There are secret weapons to build wealth that are accessible to just about everyone: tax-advantaged accounts. Some are designed specifically for retirement, and others are only for certain types of expenses, such as education or medical bills.
Many people don’t even know that these powerful tax-advantaged accounts exist, much less how to use them to improve their finances. This important information is rarely taught in U.S. schools — but that’s another article.
I’ll explain a couple of benefits and limitations that are the reasons I max out a health savings account (HSA) every year and skip contributions to an individual retirement account or IRA.
IRA Benefits You Should Know
An IRA is terrific because it’s available to anyone with some amount of earned income. You can save an amount up to your annual taxable income or the annual IRA contribution limit, whichever is less.
The Internal Revenue Service (IRS) just announced that starting in 2019, you can contribute an additional $500 to either type of IRA, or up to $6,000. And if you’re over age 50, you can save a bit more — up to $7,000.
For example, if you’re 55 years old and earn $80,000 a year as a graphic designer, you could save $7,000 in an IRA starting in 2019. But if you’re in high school and make $4,000 working a summer job, you can only contribute up to $4,000.
Money saved in a traditional IRA is tax-deductible, which reduces your taxable income in the same year. However, the contributions and earnings in the account are taxed as ordinary income when you take withdrawals down the road in retirement.
With a Roth IRA, contributions are taxed — but future withdrawals of contributions and earnings are typically tax-free. This can make the Roth a better choice if your retirement is many years away.
More on Saving for the Future: Here’s How Much People Have Saved for Retirement in Every State
IRA Limitations You Should Know
While IRA benefits are fantastic, these accounts come with limitations. Unlike a traditional IRA, which has no restriction on income, high earners are not allowed to contribute to a Roth IRA.
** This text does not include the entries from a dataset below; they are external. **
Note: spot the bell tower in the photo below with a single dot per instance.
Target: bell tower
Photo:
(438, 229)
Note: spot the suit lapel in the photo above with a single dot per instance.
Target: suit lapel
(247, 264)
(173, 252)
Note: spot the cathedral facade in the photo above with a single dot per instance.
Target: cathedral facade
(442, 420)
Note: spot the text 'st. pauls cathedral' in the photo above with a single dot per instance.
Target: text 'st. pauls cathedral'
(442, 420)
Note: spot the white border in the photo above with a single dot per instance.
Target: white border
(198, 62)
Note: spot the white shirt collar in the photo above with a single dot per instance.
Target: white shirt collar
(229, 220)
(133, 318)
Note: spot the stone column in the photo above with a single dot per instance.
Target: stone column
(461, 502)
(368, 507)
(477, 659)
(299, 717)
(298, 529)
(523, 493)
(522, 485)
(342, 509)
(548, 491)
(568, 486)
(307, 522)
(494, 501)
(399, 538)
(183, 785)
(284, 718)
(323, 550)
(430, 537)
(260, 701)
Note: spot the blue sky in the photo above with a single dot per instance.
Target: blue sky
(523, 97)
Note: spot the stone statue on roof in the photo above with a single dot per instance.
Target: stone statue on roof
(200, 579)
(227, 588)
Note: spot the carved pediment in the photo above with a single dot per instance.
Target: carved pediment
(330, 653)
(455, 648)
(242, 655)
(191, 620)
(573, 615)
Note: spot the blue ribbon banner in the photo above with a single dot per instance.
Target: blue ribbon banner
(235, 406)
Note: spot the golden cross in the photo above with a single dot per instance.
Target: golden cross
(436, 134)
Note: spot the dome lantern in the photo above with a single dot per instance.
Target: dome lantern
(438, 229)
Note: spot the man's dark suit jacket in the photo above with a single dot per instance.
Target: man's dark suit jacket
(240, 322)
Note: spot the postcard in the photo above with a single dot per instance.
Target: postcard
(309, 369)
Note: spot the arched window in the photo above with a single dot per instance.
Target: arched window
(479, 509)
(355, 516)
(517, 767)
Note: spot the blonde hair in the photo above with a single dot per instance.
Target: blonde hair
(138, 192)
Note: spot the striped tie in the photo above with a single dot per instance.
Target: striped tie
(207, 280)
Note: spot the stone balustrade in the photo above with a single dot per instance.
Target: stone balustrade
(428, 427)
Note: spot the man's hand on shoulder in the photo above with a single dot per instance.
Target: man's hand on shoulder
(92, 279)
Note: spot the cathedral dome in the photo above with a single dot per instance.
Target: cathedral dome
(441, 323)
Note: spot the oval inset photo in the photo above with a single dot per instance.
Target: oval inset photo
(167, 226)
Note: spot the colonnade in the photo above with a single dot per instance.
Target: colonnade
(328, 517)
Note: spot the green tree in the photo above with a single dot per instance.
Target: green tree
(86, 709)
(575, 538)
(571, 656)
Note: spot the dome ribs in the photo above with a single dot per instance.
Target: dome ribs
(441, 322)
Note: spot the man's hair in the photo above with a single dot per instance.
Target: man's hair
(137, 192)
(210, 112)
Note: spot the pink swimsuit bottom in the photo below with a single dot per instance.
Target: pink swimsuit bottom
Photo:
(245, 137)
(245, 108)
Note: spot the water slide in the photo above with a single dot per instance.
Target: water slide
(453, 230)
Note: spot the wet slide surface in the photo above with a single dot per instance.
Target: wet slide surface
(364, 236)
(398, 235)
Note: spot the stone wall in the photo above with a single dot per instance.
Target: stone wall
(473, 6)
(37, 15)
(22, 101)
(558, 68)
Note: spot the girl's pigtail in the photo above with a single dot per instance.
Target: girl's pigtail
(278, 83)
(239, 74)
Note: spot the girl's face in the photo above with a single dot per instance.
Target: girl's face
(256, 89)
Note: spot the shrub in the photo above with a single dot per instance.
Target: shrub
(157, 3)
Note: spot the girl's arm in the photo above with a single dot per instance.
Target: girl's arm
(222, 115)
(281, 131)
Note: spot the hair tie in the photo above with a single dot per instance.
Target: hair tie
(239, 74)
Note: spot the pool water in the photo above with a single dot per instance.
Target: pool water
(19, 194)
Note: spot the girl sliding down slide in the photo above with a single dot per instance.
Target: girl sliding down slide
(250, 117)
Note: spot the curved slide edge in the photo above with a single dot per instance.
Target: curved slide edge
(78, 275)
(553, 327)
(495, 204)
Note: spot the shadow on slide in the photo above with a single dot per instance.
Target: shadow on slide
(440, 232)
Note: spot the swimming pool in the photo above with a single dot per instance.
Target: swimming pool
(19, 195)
Additionally, when you or a spouse also have a retirement plan at work, such as a 401k or 403b, contributions to a traditional IRA may not be tax-deductible when you earn above an annual threshold. Note that you can still put money in a traditional IRA, but you may not get the full tax deduction.
This restriction for having multiple retirement accounts doesn’t exist with a Roth IRA. But, as I mentioned, you’re locked out of a Roth IRA altogether when you have a high income.
These restrictions are what prevent me from using either a traditional or a Roth IRA. I’m self-employed and don’t have a workplace plan — but my husband does. Since we file taxes jointly, that’s a strike against the traditional IRA because contributions wouldn’t be tax-deductible for us.
And, our income prevents me from contributing to a Roth IRA. So, the best option for my situation is contributing to a small business retirement account known as a simplified employee pension, or SEP. I layer that with HSA benefits, which I’ll cover next.
HSA Benefits You Should Know
An HSA is another important but often overlooked tax-advantaged account. It gives you the following tax benefits when you use funds to pay for qualified, unreimbursed medical expenses:
- Your contributions are never taxed.
- Your account earnings are never taxed.
- Your withdrawals are never taxed.
This triple tax advantage makes an HSA more valuable than other tax-advantaged accounts — such an IRA, 401k or 529 college savings plan — which only have double tax advantages.
Just like with retirement accounts, you can choose from a menu of diversified investing funds for additional growth in your HSA. But there are no income requirements or limits to qualify.
There’s no HSA spending deadline or requirement to make contributions, but there are annual caps. For 2019, you can contribute up to $3,500 if you have insurance for just yourself, or up to $7,000 if you have a family plan.
These HSA contribution limits are up $50 and $100, respectively, from 2018. If you’re over age 55, you can also contribute an additional $1,000.
See: Why You Need an HSA
I love using my HSA to pay for eligible medical, dental and vision expenses completely tax-free. It makes these typically expensive services much more affordable.
But here’s the kicker: If you still have funds in an HSA after you turn 65, it morphs into something very similar to a traditional retirement account, but without any mandatory withdrawals. You can use HSA distributions for non-medical expenses without any penalty, but you still must pay income tax on withdrawals.
HSA Limitations You Should Know
While the benefits of an HSA are amazing, not everyone can cash in. You can only have an HSA when you also have a type of insurance known as a high-deductible health plan, which requires you to pay more out of pocket before your insurance coverage begins.
If you’re in relatively good health, a high-deductible health plan paired with an HSA can be a clever way to cut healthcare costs and boost your retirement savings at the same time.